Celebrity chef Jamie Oliver has pleaded with David Cameron not to cut spending on school dinners and said wielding the axe would go against what “every sane parents knows.”

Oliver said he was concerned about investment in school meals and likened the amount of government cash spent on the sector to the monthly marketing budget of a crisp manufacturer.

Oliver was speaking to the Birmingham Post on the day of the Comprehensive Spending Review and a week after the School Food Trust (SFT), set up under Labour following the chef’s school dinners campaign, lost its Government funding during a cull of quangos. The trust will continue as a charity.

Oliver said he was waiting to find out how the new-look SFT would work and revealed he is to hold talks with Education Secretary Michael Gove and Health Secretary Andrew Lansley in the next few weeks.

Oliver, who is to open a new restaurant, Jamie’s Italian, in Birmingham next month, said: “The School Food Trust has just been rolled up. It has been turned into a charity. I think they were only putting in about £5 million a year. How important are school dinners? And what is the gross cost of school dinners? It is in the billions a year.

“And yet the one organisation, that admittedly was a Government quango, that was supposed to be pushing for standards and communications was probably given less than Walkers Crisps spend on marketing in a month.”

Oliver said the trust, formed in 2005 as “an under-funded glimmer of hope”, had “great people” but “they never really got their information into all the schools.”

He added: “That was partly because they never had enough money to do the job properly in the first place.

“If they [the Government] are rolling it up as a charity and are going to be strategically trying to create more communications and better school dinners then I amhappy.

But if it is just being rolled up and nothing else is happening then that’s not particularly supporting what every sane parent in the country knows which is if you feed a kid a good breakfast and a good lunch they learn about 10-11 per cent better. We as a state are responsible for at least half of a child’s nutrition.”

Asked if he was concerned, the chef said: “I am very concerned about the support of dinner ladies, the investment and focus on what we feed our kids twice a day, 190 days of the year, from the age of four to 18 being an important part of the health of our kids.”

Oliver said his new restaurant at the Bullring had cost £2 million, had a £400,000 kitchen and was led by an ex-Army chef.

“If you go into a Birmingham secondary school it’s got 1,400 kids, of which half are having a hot meal.

‘‘Nine times out of 10 you haven’t got a £400,000 kitchen. They haven’t got the equipment they need to really rattle it out. Cooking good food on a cheap budget for large amounts of kids is not rocket science.
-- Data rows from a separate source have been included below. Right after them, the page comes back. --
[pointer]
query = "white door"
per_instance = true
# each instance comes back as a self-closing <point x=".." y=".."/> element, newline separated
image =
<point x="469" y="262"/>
It just needs someone to run it, own it and have a budget that can make the system break even.”

Oliver said his plea to the Prime Minister was the same as it had been to previous Labour administrations: “It’s can we invest in a high-level, robust system that can support our great dinner ladies and cooks to deliver what they can do but probably, don’t have the means to every day?

“It requires someone to run it. It requires investment. It requires simple economic forecasts and a belief that the few pounds per kid extra a year will in the long run save hundreds and hundreds of pounds.”